Children who play truant from school be tracked ‘rigorously’ to help stop non-attendance

Children who play truant are to be named on an official register as part of plans to boost school attendance.

The move, due to be announced in the Queen’s Speech, will see children for the first time put on compulsory registers to find those who are not getting a full-time education.

It is part of a series of measures in the Government’s new schools Bill, as part of its ambition for “leveling up” education.

Ahead of the Queen’s Speech, Boris Johnson, the Prime Minister, said: “I want every parent across the country to know that their child’s education is at the very heart of this government agenda.
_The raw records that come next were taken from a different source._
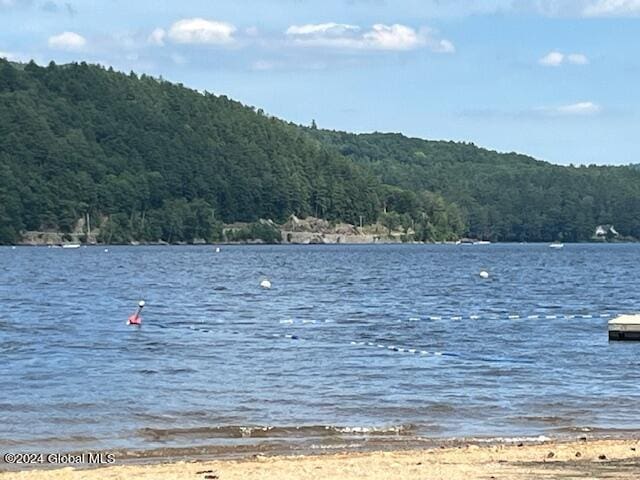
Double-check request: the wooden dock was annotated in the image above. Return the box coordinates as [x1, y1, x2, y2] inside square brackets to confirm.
[609, 315, 640, 341]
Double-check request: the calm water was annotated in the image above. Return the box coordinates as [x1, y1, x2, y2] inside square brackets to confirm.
[0, 245, 640, 451]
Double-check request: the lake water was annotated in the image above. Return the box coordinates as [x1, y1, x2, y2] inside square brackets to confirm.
[0, 244, 640, 460]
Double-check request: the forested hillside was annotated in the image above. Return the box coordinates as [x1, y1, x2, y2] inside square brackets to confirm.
[0, 59, 640, 244]
[306, 128, 640, 241]
[0, 60, 380, 243]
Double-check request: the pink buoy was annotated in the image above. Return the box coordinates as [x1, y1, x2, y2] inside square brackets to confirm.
[127, 300, 144, 325]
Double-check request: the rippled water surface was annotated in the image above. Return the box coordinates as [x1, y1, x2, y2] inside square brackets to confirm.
[0, 244, 640, 451]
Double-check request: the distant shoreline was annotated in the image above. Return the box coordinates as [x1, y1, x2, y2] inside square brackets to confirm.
[5, 239, 640, 248]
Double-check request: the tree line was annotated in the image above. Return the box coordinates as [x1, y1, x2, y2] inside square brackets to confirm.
[0, 59, 640, 244]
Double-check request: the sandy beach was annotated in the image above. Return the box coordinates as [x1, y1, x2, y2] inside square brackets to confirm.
[0, 439, 640, 480]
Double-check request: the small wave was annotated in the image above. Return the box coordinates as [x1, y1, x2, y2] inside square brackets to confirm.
[466, 435, 553, 443]
[137, 425, 415, 441]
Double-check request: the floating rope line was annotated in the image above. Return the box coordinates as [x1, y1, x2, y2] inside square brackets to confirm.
[272, 333, 535, 364]
[279, 313, 614, 325]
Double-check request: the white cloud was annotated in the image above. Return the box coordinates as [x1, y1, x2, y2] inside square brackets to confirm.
[362, 23, 424, 50]
[567, 53, 589, 65]
[49, 32, 87, 50]
[147, 28, 167, 47]
[538, 52, 564, 67]
[168, 18, 236, 45]
[251, 60, 276, 72]
[285, 22, 360, 35]
[285, 22, 455, 53]
[538, 102, 602, 116]
[538, 51, 589, 67]
[582, 0, 640, 17]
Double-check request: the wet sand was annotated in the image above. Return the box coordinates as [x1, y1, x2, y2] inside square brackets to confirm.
[0, 439, 640, 480]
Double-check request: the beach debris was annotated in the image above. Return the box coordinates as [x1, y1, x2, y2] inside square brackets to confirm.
[127, 300, 145, 325]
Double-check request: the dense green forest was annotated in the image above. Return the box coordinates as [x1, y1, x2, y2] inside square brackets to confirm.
[0, 59, 640, 244]
[305, 128, 640, 242]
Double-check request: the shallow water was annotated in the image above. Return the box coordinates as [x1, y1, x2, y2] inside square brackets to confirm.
[0, 244, 640, 451]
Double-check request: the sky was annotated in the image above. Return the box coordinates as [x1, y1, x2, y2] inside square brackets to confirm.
[0, 0, 640, 165]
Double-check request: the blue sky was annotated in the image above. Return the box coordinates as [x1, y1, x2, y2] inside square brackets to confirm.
[0, 0, 640, 164]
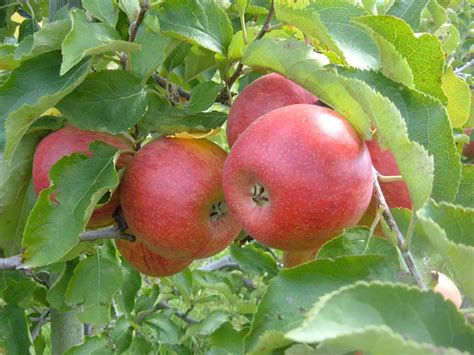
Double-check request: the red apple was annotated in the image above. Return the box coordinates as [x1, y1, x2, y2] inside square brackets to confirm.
[432, 271, 462, 309]
[33, 126, 132, 228]
[462, 128, 474, 158]
[224, 104, 373, 250]
[366, 138, 411, 210]
[120, 137, 240, 259]
[116, 240, 192, 277]
[227, 73, 318, 146]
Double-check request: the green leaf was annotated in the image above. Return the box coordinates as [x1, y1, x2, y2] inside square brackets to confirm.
[355, 16, 447, 103]
[229, 243, 278, 277]
[61, 9, 140, 75]
[245, 255, 396, 353]
[139, 95, 227, 134]
[0, 133, 43, 256]
[117, 0, 140, 23]
[130, 21, 172, 82]
[64, 335, 114, 355]
[0, 44, 20, 70]
[317, 227, 399, 266]
[82, 0, 119, 28]
[275, 0, 379, 69]
[158, 0, 233, 55]
[0, 52, 91, 160]
[417, 201, 474, 301]
[110, 318, 133, 354]
[339, 70, 461, 202]
[57, 70, 148, 134]
[243, 38, 436, 208]
[15, 20, 71, 60]
[209, 322, 248, 355]
[287, 282, 474, 354]
[187, 81, 224, 114]
[443, 68, 471, 128]
[0, 305, 31, 354]
[186, 310, 230, 336]
[427, 0, 448, 31]
[46, 261, 77, 312]
[454, 165, 474, 208]
[145, 311, 183, 345]
[387, 0, 428, 29]
[66, 255, 123, 324]
[184, 46, 216, 81]
[120, 263, 142, 314]
[23, 142, 119, 267]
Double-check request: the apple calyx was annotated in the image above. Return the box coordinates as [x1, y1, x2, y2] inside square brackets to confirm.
[252, 184, 269, 206]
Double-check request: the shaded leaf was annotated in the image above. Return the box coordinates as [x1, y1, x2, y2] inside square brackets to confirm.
[22, 142, 119, 267]
[58, 70, 148, 134]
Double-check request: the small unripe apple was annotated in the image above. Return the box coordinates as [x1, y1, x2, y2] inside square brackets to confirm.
[432, 271, 462, 309]
[227, 73, 318, 146]
[366, 138, 412, 211]
[120, 137, 240, 259]
[33, 126, 133, 228]
[116, 239, 192, 277]
[224, 104, 373, 250]
[462, 128, 474, 158]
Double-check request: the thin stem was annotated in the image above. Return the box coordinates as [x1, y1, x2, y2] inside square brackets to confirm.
[80, 226, 135, 242]
[240, 12, 249, 44]
[135, 301, 199, 324]
[373, 168, 427, 290]
[31, 308, 51, 341]
[454, 59, 474, 74]
[404, 213, 418, 250]
[378, 175, 403, 184]
[199, 255, 238, 271]
[0, 255, 22, 270]
[0, 1, 21, 10]
[362, 208, 382, 254]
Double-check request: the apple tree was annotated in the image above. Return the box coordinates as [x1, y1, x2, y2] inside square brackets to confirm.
[0, 0, 474, 354]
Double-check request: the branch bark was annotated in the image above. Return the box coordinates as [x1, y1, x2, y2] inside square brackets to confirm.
[373, 168, 427, 290]
[135, 301, 199, 324]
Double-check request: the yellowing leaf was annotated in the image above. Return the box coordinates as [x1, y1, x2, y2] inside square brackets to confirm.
[167, 127, 221, 139]
[442, 68, 471, 128]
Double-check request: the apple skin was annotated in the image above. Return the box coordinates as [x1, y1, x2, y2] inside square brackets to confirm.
[227, 73, 318, 147]
[462, 128, 474, 158]
[33, 126, 133, 228]
[224, 104, 373, 250]
[115, 239, 193, 277]
[365, 138, 412, 211]
[432, 271, 462, 309]
[120, 137, 241, 259]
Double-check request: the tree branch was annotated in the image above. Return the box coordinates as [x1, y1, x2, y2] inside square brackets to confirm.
[219, 0, 275, 103]
[128, 0, 150, 42]
[135, 301, 199, 324]
[31, 308, 51, 341]
[373, 168, 427, 290]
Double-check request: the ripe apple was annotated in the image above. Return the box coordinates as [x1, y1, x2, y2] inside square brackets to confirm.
[33, 126, 132, 228]
[432, 271, 462, 309]
[366, 138, 411, 211]
[227, 73, 318, 146]
[120, 137, 240, 259]
[224, 104, 373, 250]
[462, 128, 474, 158]
[116, 239, 193, 277]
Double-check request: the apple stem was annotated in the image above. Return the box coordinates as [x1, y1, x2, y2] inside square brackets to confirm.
[373, 168, 427, 290]
[378, 174, 403, 184]
[362, 208, 382, 254]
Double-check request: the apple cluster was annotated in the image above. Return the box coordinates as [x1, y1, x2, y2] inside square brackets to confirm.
[33, 74, 472, 284]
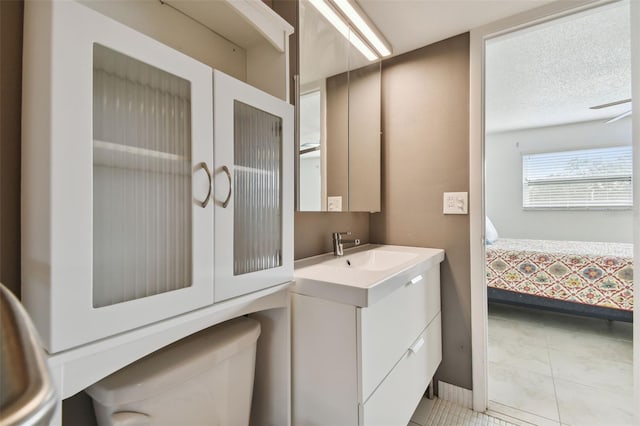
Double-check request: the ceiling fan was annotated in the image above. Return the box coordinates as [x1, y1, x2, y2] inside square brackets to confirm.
[589, 99, 631, 124]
“We are determined to raise standards in our schools so every child has access to the same opportunities wherever they live, and our brilliant teachers are supported to do what they do best, which is why we’re putting our education ambition into law this week .

“By giving every child a good education, we’re giving them the opportunity to thrive so they can reach their full potential and secure the jobs needed – this is absolutely vital to our leveling up mission.”
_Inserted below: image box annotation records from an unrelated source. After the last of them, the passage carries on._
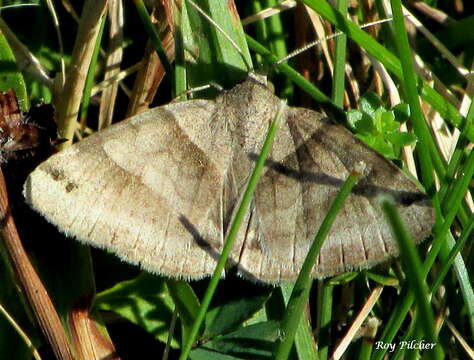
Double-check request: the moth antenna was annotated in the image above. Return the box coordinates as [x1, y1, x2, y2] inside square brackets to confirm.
[170, 81, 224, 103]
[242, 0, 296, 26]
[272, 17, 398, 68]
[187, 0, 252, 72]
[0, 4, 39, 12]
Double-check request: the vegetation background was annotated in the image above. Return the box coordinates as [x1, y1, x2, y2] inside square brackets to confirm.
[0, 0, 474, 359]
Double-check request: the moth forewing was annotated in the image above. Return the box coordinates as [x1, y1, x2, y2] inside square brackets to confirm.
[24, 78, 433, 283]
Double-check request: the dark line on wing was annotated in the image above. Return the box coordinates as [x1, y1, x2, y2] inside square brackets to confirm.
[249, 153, 431, 207]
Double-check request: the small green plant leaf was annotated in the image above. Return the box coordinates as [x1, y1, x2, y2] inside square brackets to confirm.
[389, 132, 417, 147]
[190, 321, 279, 360]
[392, 103, 411, 123]
[205, 292, 270, 336]
[359, 91, 382, 115]
[95, 273, 179, 348]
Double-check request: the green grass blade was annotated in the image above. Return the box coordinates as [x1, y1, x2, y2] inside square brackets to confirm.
[179, 102, 285, 360]
[332, 0, 347, 107]
[274, 164, 362, 360]
[133, 0, 173, 74]
[0, 29, 29, 111]
[381, 199, 444, 359]
[280, 284, 318, 360]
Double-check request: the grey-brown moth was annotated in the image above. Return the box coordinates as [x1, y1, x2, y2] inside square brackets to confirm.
[24, 78, 434, 283]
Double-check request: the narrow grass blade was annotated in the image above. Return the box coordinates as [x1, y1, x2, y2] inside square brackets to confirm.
[179, 102, 286, 360]
[274, 163, 362, 360]
[133, 0, 172, 74]
[381, 199, 444, 359]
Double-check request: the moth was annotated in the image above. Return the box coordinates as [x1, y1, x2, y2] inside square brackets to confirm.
[24, 78, 434, 283]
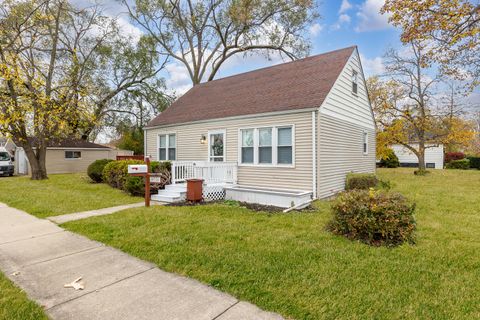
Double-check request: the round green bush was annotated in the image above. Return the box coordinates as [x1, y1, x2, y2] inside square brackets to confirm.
[380, 149, 400, 168]
[327, 189, 416, 246]
[103, 160, 144, 190]
[87, 159, 113, 183]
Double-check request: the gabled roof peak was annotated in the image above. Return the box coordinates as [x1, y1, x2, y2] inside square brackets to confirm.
[147, 46, 356, 128]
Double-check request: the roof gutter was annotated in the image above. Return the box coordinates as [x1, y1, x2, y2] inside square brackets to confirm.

Fines for families of absent children

It comes after the Department for Education issued new powers for schools on fines for families who allow their children to skip school.

Fines will be allowed by schools to fund services to prevent truancy, whereas previously fines were only used to help fund further fines or prosecutions.
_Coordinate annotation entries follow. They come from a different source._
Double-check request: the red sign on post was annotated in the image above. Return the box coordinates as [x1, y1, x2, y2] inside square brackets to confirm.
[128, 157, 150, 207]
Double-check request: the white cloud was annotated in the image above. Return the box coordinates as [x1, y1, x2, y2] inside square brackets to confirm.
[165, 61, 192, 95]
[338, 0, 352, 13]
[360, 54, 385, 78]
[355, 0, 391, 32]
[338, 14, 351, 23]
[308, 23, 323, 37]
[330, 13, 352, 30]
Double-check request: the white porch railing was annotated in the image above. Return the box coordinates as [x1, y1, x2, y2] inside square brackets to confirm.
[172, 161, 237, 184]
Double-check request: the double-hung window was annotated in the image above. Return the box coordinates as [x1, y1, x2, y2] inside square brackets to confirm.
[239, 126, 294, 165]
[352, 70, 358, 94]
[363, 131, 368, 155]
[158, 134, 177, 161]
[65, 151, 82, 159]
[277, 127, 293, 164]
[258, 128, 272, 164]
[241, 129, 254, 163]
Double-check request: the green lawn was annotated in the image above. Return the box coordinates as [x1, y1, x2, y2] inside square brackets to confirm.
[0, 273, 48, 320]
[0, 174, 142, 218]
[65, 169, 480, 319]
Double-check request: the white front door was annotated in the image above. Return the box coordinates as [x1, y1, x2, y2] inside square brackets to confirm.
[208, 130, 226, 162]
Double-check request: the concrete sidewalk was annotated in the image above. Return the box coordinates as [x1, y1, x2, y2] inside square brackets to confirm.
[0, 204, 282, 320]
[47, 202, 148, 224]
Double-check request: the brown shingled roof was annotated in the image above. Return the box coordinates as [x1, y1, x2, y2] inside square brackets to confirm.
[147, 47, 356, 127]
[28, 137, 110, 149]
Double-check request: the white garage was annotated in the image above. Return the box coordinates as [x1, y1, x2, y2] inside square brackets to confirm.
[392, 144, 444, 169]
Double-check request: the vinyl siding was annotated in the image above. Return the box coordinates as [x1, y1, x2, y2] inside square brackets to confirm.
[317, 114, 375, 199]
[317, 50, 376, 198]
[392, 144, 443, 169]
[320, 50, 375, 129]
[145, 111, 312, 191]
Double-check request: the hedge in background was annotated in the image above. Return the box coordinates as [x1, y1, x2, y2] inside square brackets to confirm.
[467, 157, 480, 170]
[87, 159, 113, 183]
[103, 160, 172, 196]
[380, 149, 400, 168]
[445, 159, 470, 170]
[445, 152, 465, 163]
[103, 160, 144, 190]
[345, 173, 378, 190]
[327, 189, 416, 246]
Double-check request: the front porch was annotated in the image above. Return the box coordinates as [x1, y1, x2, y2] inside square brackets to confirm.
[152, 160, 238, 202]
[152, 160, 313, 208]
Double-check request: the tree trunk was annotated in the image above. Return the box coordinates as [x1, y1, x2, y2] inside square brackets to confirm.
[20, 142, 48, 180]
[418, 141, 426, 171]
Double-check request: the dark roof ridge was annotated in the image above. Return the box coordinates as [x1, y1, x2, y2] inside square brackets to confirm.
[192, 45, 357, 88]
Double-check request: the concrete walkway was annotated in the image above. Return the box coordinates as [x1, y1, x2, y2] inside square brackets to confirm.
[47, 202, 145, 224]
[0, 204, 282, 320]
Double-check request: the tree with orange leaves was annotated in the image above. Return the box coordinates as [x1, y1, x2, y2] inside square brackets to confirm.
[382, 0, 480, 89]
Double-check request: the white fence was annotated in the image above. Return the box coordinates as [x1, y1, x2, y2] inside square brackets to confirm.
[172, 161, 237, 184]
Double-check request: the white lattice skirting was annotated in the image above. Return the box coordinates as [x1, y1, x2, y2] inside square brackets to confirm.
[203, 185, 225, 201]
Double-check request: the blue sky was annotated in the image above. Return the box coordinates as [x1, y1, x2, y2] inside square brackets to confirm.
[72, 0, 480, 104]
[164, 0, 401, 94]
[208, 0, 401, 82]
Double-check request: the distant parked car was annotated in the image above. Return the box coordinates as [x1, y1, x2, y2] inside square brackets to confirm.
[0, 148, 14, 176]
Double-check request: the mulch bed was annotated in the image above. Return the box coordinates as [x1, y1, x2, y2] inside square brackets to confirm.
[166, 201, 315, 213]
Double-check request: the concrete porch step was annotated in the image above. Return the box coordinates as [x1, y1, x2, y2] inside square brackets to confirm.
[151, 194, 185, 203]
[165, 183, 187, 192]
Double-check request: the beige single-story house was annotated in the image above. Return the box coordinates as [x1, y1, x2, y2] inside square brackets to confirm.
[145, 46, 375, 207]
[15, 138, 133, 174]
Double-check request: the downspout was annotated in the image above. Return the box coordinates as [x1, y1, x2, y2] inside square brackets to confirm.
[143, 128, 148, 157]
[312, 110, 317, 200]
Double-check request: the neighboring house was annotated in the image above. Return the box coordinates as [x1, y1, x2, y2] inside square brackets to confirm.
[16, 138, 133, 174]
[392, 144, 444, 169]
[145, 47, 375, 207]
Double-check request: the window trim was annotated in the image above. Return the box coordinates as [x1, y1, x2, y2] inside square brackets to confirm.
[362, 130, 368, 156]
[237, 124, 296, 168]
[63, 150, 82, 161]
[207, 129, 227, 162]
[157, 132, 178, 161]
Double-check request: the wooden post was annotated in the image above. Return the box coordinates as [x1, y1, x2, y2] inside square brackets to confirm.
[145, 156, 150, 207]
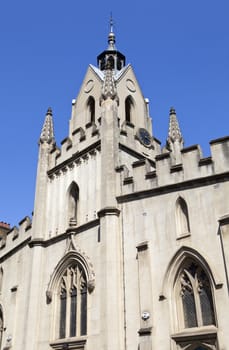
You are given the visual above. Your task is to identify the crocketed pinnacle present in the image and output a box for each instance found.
[101,61,117,100]
[167,107,184,145]
[40,108,55,143]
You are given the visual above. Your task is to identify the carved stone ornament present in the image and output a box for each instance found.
[126,79,136,92]
[84,79,94,93]
[46,233,95,304]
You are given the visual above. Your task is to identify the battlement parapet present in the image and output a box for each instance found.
[0,216,32,255]
[119,137,229,194]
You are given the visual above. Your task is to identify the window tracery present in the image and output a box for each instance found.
[87,96,95,123]
[176,197,190,236]
[59,263,87,339]
[125,96,134,123]
[68,182,79,226]
[179,260,215,328]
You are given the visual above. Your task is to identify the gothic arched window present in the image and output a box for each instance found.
[58,262,87,339]
[68,182,79,226]
[177,259,215,330]
[0,307,4,348]
[87,96,95,123]
[176,197,190,236]
[125,96,134,123]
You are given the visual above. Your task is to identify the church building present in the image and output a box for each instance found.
[0,25,229,350]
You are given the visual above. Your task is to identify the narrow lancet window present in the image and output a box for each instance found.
[178,259,215,328]
[68,182,79,226]
[176,197,190,236]
[59,263,87,339]
[87,96,95,123]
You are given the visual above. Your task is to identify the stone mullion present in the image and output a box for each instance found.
[193,274,203,327]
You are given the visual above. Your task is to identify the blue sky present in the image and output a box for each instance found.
[0,0,229,226]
Councils have also been asked to “rigorously track” data of children’s attendance of both school and social services.

The Education Secretary has previously told councils to warn parents of the “repercussions” for children missing school.

Further measures in the schools Bill will include giving Ofsted powers to crack down on illegal unregistered schools and increasing powers to investigate teacher misconduct.

It comes alongside the new higher education Bill, which will give over-18s access to a new Lifetime Loan Entitlement – so they can access about £ 37,000 worth of study and technical courses over their lifetime.

Nadhim Zahawi, the Education Secretary, said: “We want every school to be part of an academy trust, enabling teachers to focus on what they do best – meeting the needs of every child. Schools’ approach to attendance is being overhauled to make sure every child gets the benefit of every possible hour in the classroom.

“In combination, this work will make sure every child has access to an education that they deserve and helps them fulfill their potential.”

In March last year, it was revealed that more than one in 10 secondary school pupils had been absent since schools and colleges reopened, amid fears that older students were unwilling to return to the classroom.

The nine per cent of students that were missing was roughly double the usual rate of 4.5 per cent of the school population.